PSA Flight 182
Contributor: Barry Fetzer
Sources: Wikipedia, History.com
When I was stationed overseas, about this same time thirty years ago, we were blessed to take a trip from Okinawa to China. While in China, we flew on regional Chinese airlines to several different locations in China. We were just a couple of the few foreigners aboard the aircraft. I remember looking at bald tires on the aircraft we were about to board that would have easily failed a maintenance inspection (and preflight check) in America, grounding the aircraft until the tires were replaced. But not in China, at least not at that time in the mid-1990’s. Perhaps it’s different now, thirty years later.
And as an aviator myself, it occurred to me, then, that my wife and I were placing our lives in the hands (literally in the hands) of the Chinese pilots manipulating the flight controls…flying what seemed to me to be a somewhat rickety aircraft.
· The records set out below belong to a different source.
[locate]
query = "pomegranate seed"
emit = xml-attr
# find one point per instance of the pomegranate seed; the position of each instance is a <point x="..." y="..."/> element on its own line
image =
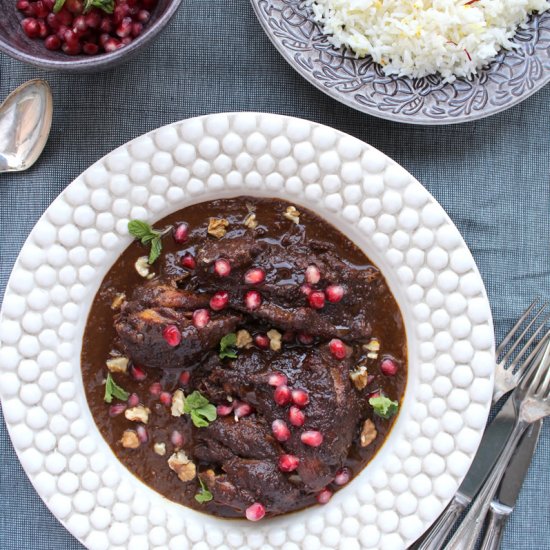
<point x="280" y="430"/>
<point x="172" y="335"/>
<point x="296" y="417"/>
<point x="305" y="339"/>
<point x="118" y="408"/>
<point x="222" y="267"/>
<point x="142" y="434"/>
<point x="389" y="367"/>
<point x="337" y="348"/>
<point x="30" y="27"/>
<point x="254" y="276"/>
<point x="137" y="373"/>
<point x="262" y="341"/>
<point x="324" y="496"/>
<point x="166" y="398"/>
<point x="241" y="409"/>
<point x="52" y="42"/>
<point x="201" y="317"/>
<point x="288" y="463"/>
<point x="133" y="400"/>
<point x="155" y="389"/>
<point x="219" y="300"/>
<point x="300" y="398"/>
<point x="277" y="379"/>
<point x="177" y="439"/>
<point x="224" y="410"/>
<point x="255" y="512"/>
<point x="342" y="476"/>
<point x="313" y="275"/>
<point x="334" y="293"/>
<point x="316" y="299"/>
<point x="252" y="300"/>
<point x="313" y="438"/>
<point x="188" y="261"/>
<point x="282" y="395"/>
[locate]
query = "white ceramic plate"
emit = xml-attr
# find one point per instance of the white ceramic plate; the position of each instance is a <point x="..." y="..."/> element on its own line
<point x="367" y="196"/>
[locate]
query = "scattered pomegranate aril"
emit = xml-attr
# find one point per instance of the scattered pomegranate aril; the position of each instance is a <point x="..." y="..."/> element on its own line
<point x="334" y="293"/>
<point x="201" y="318"/>
<point x="316" y="299"/>
<point x="255" y="512"/>
<point x="116" y="409"/>
<point x="219" y="300"/>
<point x="280" y="430"/>
<point x="137" y="373"/>
<point x="277" y="379"/>
<point x="296" y="416"/>
<point x="222" y="267"/>
<point x="262" y="341"/>
<point x="389" y="367"/>
<point x="177" y="439"/>
<point x="313" y="438"/>
<point x="166" y="398"/>
<point x="324" y="496"/>
<point x="171" y="335"/>
<point x="254" y="276"/>
<point x="282" y="395"/>
<point x="133" y="400"/>
<point x="337" y="348"/>
<point x="253" y="300"/>
<point x="300" y="398"/>
<point x="155" y="389"/>
<point x="288" y="463"/>
<point x="342" y="476"/>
We generally don’t think that way here in America. We board aircraft with hardly a thought to the fact that we, even here and even now in 2023, are placing our lives in the hands of the people who maintained and inspected the aircraft, the two folks up front in the cockpit, and the flight controllers behind the radar screens the ground.
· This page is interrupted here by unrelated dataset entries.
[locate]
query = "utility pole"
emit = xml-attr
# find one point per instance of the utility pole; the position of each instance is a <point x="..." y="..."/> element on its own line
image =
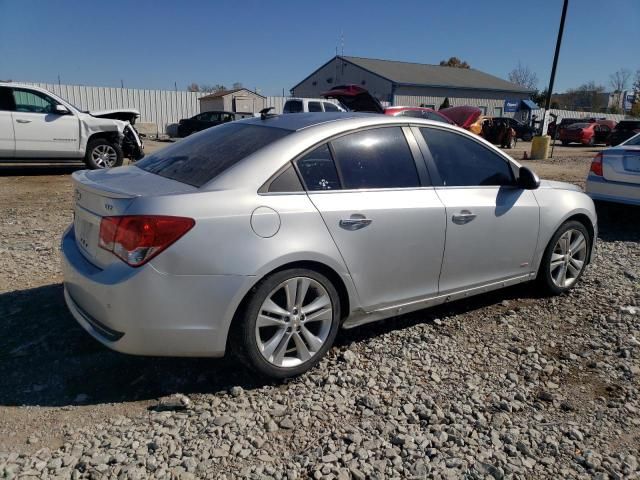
<point x="547" y="102"/>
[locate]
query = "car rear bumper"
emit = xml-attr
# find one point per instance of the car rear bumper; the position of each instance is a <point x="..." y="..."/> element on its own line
<point x="145" y="312"/>
<point x="618" y="192"/>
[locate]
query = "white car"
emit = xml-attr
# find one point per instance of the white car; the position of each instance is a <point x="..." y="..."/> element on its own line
<point x="305" y="105"/>
<point x="38" y="126"/>
<point x="615" y="174"/>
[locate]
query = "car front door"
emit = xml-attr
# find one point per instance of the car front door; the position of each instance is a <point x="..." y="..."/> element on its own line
<point x="41" y="132"/>
<point x="384" y="216"/>
<point x="492" y="224"/>
<point x="7" y="139"/>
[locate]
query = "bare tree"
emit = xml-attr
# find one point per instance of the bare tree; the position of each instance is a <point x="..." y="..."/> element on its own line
<point x="619" y="80"/>
<point x="524" y="76"/>
<point x="454" y="62"/>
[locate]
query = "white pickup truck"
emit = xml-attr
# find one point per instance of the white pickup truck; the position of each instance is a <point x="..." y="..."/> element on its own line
<point x="37" y="126"/>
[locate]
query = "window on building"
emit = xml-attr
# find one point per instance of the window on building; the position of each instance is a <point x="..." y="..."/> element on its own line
<point x="462" y="161"/>
<point x="376" y="158"/>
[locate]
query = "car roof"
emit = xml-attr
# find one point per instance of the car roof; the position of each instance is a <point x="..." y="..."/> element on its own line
<point x="298" y="121"/>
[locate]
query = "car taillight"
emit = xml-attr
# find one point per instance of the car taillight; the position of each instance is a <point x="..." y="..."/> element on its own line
<point x="596" y="165"/>
<point x="136" y="239"/>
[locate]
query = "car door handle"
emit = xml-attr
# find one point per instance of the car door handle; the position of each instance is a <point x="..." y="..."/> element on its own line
<point x="465" y="216"/>
<point x="355" y="222"/>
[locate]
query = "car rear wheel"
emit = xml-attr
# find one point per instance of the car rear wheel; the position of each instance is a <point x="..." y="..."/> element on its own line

But in America, at least, we’re fortunate to have some of the safest, most technically up-to-date, inspected-in-detail, and tightly regulated aircraft maintenance, training, and air traffic control procedures in the world.
But even with all those benefits, we’re human and mistakes happen. Whether we want to think about it or not as we board the next aircraft on which we’re flying, the reality is that the next tragic aviation accident is only one mistake away.
On this day in aviation history on September 25, 1978, there was a big mistake, or rather series of mistakes. According to History.com, “Forty-five years ago today a Pacific Southwest Airlines jet collided in mid-air with a small Cessna over San Diego, killing 153 people. The wreckage of the two planes fell into a populous neighborhood and did extensive damage on the ground.
David Lee Boswell and his instructor, Martin Kazy, were in the process of a flying lesson in a single-engine Cessna 172 on the morning of September 25, practicing approaches at San Diego’s Lindbergh Field airport. After two successful passes, Boswell aimed the Cessna toward the Montgomery Field airport northeast of San Diego.
At the same time, Pacific Southwest Flight 182 was approaching San Diego. The jet, a Boeing 727, was carrying 144 passengers and crew members from Sacramento, after a stopover in Los Angeles. Though air-traffic controllers at Lindbergh had told Boswell to keep the Cessna below 3,500 feet altitude as it flew northeast, the Cessna did not comply and changed course without informing the controllers.
The pilots of Flight 182 could see the Cessna clearly at 9 a.m., but soon lost sight of it and failed to inform the controllers. Meanwhile, the conflict-alert warning system began to flash at the air-traffic control center. However, because the alert system went off so frequently with false alarms, it was ignored. The controllers believed that the pilots of the 727 had the Cessna in view. Within a minute, the planes collided.
PSA Flight 182 seconds after the collision with the Cessna 172.
Courtesy Wikipedia.
The fuel in the 727 burst into a massive fireball upon impact. A witness on the ground reported that she saw her “apples and oranges bake on the trees.” The planes nose-dived straight into San Diego’s North Park neighborhood, destroying 22 homes and killing seven people on the ground. All 144 people on the 727 were killed, as well as both of the Cessna’s pilots.”